Wednesday whimsies


We're all getting twitchily excited in European trade mark circles (remember: a circle is something you go round and round in, notes Merpel) about Case C‑324/09 L’Oréal SA and others v eBay International AG and others.  The IPKat will of course be giving full coverage of the ruling of the Court of Justice of the European Union this coming Tuesday, 12 July.  Two days later, on Thursday 14 July, there's a seminar on this decision which you may fancy attending.  It's "Trademark use in the online market place: L'Oreal v. eBay". It's organised by the Trademark Law Institute and the venue is theVrije Universiteit Amsterdam, Gebouw Initium, De Boelelaan 1077 (that's somewhere in the Netherlands, Merpel murmurs knowingly). The language of the seminar is English and admission is free.  The mouthwatering cast of trade mark stars and IP gurus includes Charles Gielen and Professor Visser [Is that Dirk or Derk? We should be told!].  Further details can be obtained from the admirable and scholarly Alexander Tsoutsanis, whom you can email here.


Only two short days ago the IPKat asked if anyone knew anything about the European Union's latest piece of legislation on falsified medicines, in view of the fact that the Falsified Medicines Directive appeared to be relevant to IP, judging by the recitals in the preamble. The Kats now send their thanks to Tanvi Shah (associate, Fasken Martineau LLP) for pointing them to this hot-off-the-press piece from her firm's Life Sciences Bulletin. Among other things it says:
"The Council of the European Union has formally adopted the Falsified Medicines Directive ... which had been approved by the European Parliament in February 2011. The Directive brings in numerous new initiatives to help safeguard the medicines supply chain and protect patients in order to prevent the circulation of falsified medicines. While its aims are generally welcomed, the Directive will impact businesses at all levels of the supply chain and its measures are expected to be expensive to implement. 
Scope of the Directive 
A falsified medicinal product is defined by the Directive as:
“any medicinal product with a false representation of: (a) its identity, including its packaging and labelling, its name or its composition as regards any of the ingredients including excipients and the strength of those ingredients; (b) its source, including its manufacture, its country of manufacturing, its country of origin or its marketing authorisation holder; or (c) its history, including the records and documents relating to the distribution channels used” [this would appear to cover products bearing infringing trade marks, but ...].

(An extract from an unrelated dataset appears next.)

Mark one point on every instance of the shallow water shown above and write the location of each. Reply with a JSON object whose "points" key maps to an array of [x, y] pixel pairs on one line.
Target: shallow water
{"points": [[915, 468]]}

The Directive does not deal with unintentional quality defects or the protection of intellectual and industrial property such as registered trade marks or patent rights. The focus and purpose of the Directive is to protect against the major health threat that can arise from falsified medicines.
The measures introduced by the Directive will apply generally to all prescription products unless they are specifically exempted, but not to non-prescription medicines unless they are considered to be at high risk of falsification. ..."

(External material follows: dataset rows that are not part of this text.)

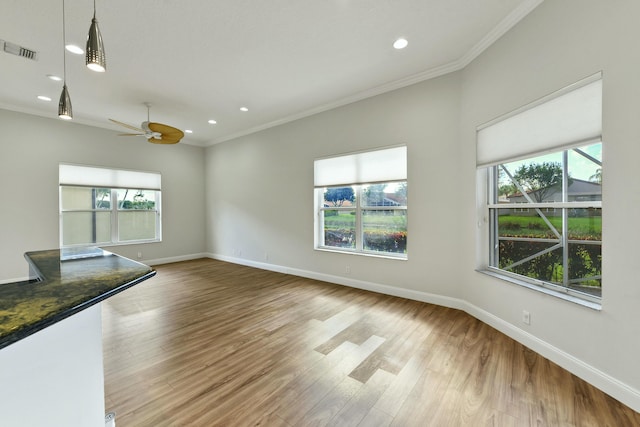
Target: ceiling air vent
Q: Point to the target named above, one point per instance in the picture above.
(14, 49)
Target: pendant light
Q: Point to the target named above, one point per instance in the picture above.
(95, 57)
(65, 110)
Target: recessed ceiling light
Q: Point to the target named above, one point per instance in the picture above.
(400, 43)
(74, 49)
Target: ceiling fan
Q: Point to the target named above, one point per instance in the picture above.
(157, 133)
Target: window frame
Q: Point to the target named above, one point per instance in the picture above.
(493, 206)
(114, 212)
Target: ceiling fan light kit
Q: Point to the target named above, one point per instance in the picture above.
(95, 55)
(156, 133)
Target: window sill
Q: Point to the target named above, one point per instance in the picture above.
(366, 254)
(561, 295)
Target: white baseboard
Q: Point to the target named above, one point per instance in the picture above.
(608, 384)
(159, 261)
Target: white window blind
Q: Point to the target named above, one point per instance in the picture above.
(389, 164)
(568, 117)
(90, 176)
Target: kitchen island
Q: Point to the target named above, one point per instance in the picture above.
(51, 369)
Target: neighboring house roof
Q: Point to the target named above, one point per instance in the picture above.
(577, 188)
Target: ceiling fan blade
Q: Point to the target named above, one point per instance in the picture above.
(128, 126)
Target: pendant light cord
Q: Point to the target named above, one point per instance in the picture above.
(64, 42)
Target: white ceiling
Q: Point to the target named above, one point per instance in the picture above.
(204, 59)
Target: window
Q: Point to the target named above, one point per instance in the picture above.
(361, 203)
(105, 207)
(544, 207)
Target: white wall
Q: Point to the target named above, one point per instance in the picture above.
(557, 44)
(259, 188)
(31, 148)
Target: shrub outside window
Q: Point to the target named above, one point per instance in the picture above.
(103, 206)
(88, 216)
(543, 202)
(361, 202)
(368, 218)
(557, 239)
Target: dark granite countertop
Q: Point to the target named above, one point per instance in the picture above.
(64, 287)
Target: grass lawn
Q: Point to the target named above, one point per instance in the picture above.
(580, 228)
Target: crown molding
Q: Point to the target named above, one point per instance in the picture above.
(491, 37)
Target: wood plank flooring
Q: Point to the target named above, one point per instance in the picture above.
(208, 343)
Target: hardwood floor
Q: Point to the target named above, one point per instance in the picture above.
(208, 343)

Around the weblogs. Are you an author -- or a prospective author -- of an article or current intelligence note for the Journal of Intellectual Property Law & Practice? If so, this message is for you.  The fourth guested piece by Keith Mallinson (WiseHarbor) for IP Finance, here, deals with "Fixing IP Prices with Royalty Rate Caps and Patent Pools".   The PatLit patent litigation weblog cautions readers about the dangers of compromising the role of expert witnesses by teaching them to be partisan (even though they are ...).  Art & Artifice explains how the US Supreme Court reaches the conclusion that computer games are works of art.  There's also a crackingly good debut post by Naomi Jane Gray (1709 Blog) here on 'red-flag' knowledge and wilful blindness under the US's Digital Millennium Copyright Act.

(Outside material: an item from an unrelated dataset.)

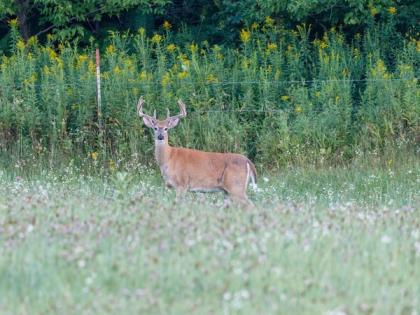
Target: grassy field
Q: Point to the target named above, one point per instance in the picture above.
(327, 241)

... but is this mouse patented?
A reader wonders whether the IPKat or any of his readers has come across an author representation statement which a contributor to a journal is asked to sign before that journal agrees to publish a paper, stating that the paper being submitted is his or her own work and does not infringe any person's patents.  The reader continues: "Signing statements about not infringing other people's copyright I can understand ..  but other people's patents?"  This Kat has a wide experience of being asked to sign things handed to him by publishers -- and sometimes even agrees to sign them -- but he has never seen one of these before and certainly wouldn't dream of signing it if it led to him having to indemnify anyone in respect of some weird and wonderful US patent. What about everyone else?